[sempre de acordo com a antiga ortografia]

segunda-feira, 27 de janeiro de 2014





Ainda a propósito...


Ainda a propósito do meu texto 'In memoriam', publicado há umas horas, acerca do 27 de Janeiro comemorando a libertação de Auschwitz, campo de extermínio onde se cometeram barbaridades inomináveis, gostaria de acrescentar mais umas considerações.

Tais «barbaridades», se bem as quisermos entender, são apenas parte de um novelo muito complicado que, na sua quota parte de resp
onsabilidade, uma série de povos europeus envolvidos nos seus fios, assumem-naos com tanta dificuldade como os alemães.

De facto, os comandantes dos campos eram alemães, como alemão era o Estado Maior que tudo geria. Mas, então, os colaboracionistas em toda a Europa, cuja face mais descarada é a da França, através do governo de Vichy, que representava a esmagadora e silenciosa maioria dos franceses, e que enchia vagões e vagões com famílias de judeus, o mesmo acontecendo a Norte, no Sul, do Leste ao Oeste de todo o continente?

Não coincidente, mas no mesmo contexto, que histórias já foram contadas e quantas haverá por contar da actuação dos fascistas portugueses, espanhóis e italianos, bem como do genocídio de tantos milhões de cidadãos na Rússia Soviética? Tudo isto nos envergonha porque o Homem - portanto, nós - somos assim, capazes das maiores «barbaridades». Não são os outros, não são os alemães. Somos todos assim.

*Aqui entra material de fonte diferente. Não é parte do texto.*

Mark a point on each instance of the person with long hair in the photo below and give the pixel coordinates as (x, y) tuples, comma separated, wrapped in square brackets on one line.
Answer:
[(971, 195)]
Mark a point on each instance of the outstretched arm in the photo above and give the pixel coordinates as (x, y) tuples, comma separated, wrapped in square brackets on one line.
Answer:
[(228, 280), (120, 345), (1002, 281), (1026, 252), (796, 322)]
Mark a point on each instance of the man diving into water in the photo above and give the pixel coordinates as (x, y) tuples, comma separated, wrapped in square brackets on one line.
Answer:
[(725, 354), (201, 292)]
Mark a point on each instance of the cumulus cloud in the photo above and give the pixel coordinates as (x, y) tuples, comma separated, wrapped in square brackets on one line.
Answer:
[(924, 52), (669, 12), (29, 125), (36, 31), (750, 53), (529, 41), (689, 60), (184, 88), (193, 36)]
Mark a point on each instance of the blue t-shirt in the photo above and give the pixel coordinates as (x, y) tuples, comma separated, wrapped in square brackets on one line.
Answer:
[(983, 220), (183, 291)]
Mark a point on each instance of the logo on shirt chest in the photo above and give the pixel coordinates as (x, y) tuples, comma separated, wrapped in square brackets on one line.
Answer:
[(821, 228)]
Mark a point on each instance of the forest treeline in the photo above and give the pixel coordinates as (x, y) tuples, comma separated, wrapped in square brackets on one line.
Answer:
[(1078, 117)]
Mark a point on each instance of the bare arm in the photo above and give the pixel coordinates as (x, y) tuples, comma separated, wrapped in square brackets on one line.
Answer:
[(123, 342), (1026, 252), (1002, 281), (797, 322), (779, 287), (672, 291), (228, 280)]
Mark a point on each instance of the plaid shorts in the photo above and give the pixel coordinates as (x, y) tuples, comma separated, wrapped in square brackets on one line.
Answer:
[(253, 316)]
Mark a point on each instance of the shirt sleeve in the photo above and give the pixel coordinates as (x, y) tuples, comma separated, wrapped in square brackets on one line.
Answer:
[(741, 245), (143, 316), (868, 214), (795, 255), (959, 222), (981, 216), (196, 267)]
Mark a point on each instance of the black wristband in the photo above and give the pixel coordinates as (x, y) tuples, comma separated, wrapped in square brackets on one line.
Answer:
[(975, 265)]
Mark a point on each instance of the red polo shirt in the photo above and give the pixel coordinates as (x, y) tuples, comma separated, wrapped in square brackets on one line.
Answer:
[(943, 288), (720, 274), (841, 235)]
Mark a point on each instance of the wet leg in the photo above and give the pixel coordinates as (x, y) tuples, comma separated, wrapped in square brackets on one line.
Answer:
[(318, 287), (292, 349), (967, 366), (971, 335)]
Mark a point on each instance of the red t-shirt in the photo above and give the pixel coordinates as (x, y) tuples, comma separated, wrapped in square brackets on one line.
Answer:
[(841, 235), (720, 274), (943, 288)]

A semente que somos tem uma vertente de malignidade que é temível quando encontra terreno fértil. Nós, portugueses, por exemplo, que pedras poderemos atirar aos alemães? Só por ter sido «anteontem», há 75 anos? Bem podemos «limpar as mãos à parede», com as históricas «barbaridades» que concretizámos, em todas as latitudes, durante séculos, nada nos consolando o facto de «os outros» terem feito o mesmo...

Os alemães, as novas gerações de alemães - e não se confunda povo alemão com o actual governo alemão, como não pode confundir-se povo português com o actual governo português, apesar de, em ambos os respectivos países, vigorarem Estados Democráticos de Direito - os alemães, escrevia eu, estão num complicado processo de exorcismo dos fantasmas do nazismo. E ainda estarão a lamber as feridas durante muito tempo. É ver a Arte que produzem, o Teatro, a Ópera, a Literatura, testemunhando como assim está a acontecer.

O mínimo que podemos, nós que temos dificuldade de fazer o mesmo em relação a outras cenas que nos envergonham, é ir acompanhando, sem precipitados juízos de valor, respeitando o processo. Tentar ser civilizado, embora tenha um preço altíssimo, está ao alcance de todos. Pelo menos, tentemos.